Le prove sono in gran parte basate su serie retrospettive. Non ci sono studi prospettici o RCT che affrontano le questioni discusse in questo capitolo.
Bibliografia:
Nguyen, HT, Herndon, CDA, Cooper, C. “The Society for Fetal Urology consensus statement on the evaluation and management of antenatal hydronephrosis”. J Pediatr Urol. vol. 6. 2010. pp. 212-231. (Ampia revisione della letteratura pubblicata sull’argomento con una dichiarazione di consenso da parte di un gruppo di esperti.)
Lee, RS. “Idronefrosi prenatale come predittore di esito postnatale: Una meta-analisi”. PEDIATRIA. vol. 118. 2006. pp. 586-593. (Una delle poche meta-analisi che correla il grado di idronefrosi prenatale con gli esiti postnatali.)

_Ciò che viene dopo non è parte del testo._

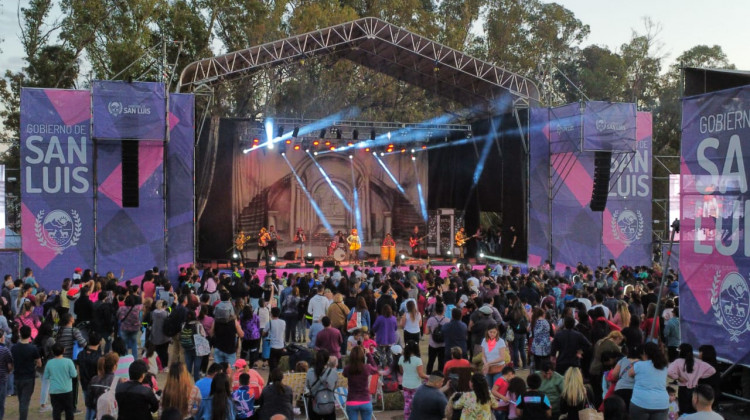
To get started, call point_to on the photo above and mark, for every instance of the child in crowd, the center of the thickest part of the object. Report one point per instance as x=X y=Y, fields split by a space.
x=674 y=408
x=244 y=402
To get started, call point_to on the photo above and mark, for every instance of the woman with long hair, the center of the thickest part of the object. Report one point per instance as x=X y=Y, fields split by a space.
x=541 y=330
x=650 y=400
x=494 y=352
x=575 y=395
x=276 y=397
x=180 y=392
x=707 y=353
x=218 y=405
x=358 y=371
x=322 y=376
x=622 y=316
x=688 y=370
x=411 y=322
x=519 y=323
x=477 y=404
x=413 y=373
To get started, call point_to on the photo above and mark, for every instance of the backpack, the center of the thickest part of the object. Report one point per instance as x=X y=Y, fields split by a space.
x=186 y=336
x=323 y=399
x=437 y=335
x=172 y=324
x=252 y=327
x=107 y=403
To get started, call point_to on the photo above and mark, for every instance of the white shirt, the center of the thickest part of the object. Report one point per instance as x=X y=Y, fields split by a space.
x=318 y=307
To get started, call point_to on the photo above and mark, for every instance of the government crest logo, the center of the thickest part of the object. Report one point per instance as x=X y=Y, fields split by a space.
x=730 y=301
x=58 y=230
x=627 y=225
x=115 y=108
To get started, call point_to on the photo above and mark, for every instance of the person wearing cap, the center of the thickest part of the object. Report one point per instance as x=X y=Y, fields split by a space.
x=429 y=400
x=552 y=384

Mallik, M, Watson, AR. “Anomalie del tratto urinario rilevate prenatalmente: più rilevamento ma meno azione”. Pediatr Nephrol. vol. 23. 2008. pp. 897-904. (Risultati di uno studio di coorte che confronta due diversi periodi di tempo in un grande centro di riferimento che segue un protocollo rigoroso per la diagnosi e la gestione di idronefrosi prenatale.)

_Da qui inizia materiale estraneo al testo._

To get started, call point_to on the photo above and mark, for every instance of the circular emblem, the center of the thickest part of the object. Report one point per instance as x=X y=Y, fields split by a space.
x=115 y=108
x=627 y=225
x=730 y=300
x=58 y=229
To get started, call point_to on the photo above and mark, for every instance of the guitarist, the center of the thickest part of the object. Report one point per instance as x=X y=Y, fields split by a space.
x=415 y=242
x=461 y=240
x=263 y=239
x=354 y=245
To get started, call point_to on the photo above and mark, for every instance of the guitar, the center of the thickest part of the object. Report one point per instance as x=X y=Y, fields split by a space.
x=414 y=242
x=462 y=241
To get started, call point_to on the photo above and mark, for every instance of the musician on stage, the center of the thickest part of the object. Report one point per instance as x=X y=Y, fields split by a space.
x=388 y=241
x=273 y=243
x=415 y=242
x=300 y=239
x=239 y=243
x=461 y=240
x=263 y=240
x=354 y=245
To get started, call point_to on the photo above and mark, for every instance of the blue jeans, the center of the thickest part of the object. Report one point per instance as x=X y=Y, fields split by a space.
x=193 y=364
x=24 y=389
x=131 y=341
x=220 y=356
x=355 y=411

Thomas, DFM. “Diagnosi prenatale: cosa sappiamo degli esiti a lungo termine?”. J Pediatr Urol. vol. 6. 2010. pp. 204-211. (Uno dei pochi articoli che affronta gli esiti a lungo termine dei pazienti con idronefrosi prenatale.)
Psooy, K, Pike, J. “Investigazione e gestione dell’idronefrosi prenatale”. Can Urol Assoc J. vol. 3. 2009. pp. 69-72. (Linee guida basate sull’evidenza per la gestione dell’idronefrosi prenatale.)
Controversie in corso su eziologia, diagnosi, trattamento
La diagnosi prenatale di idronefrosi è un argomento ancora aperto alla discussione e pieno di controversie. Dal momento che non si tratta di una malattia in sé, l’estensione del workup e dell’intervento postnatale si basa in gran parte sulla filosofia del servizio che tratta il paziente e sulle opinioni degli esperti. C’è stata una tendenza ad essere più conservativi nella gestione di questi pazienti, ma è ancora un’area di continuo cambiamento.
Le principali aree di controversia sono riassunte di seguito e sono attualmente oggetto di studi in corso:
Qual è il cutoff ideale per considerare significativa l’idronefrosi anenatale?
Quali pazienti beneficeranno dell’intervento prenatale e qual è il momento migliore per intervenire? Quali sono i risultati a lungo termine?
Dopo la nascita, quali pazienti, se ce ne sono, hanno bisogno di un VCUG e/o di antibiotici profilattici e/o della circoncisione?
Quali sono le indicazioni per la chirurgia, in particolare per la UPJO asintomatica?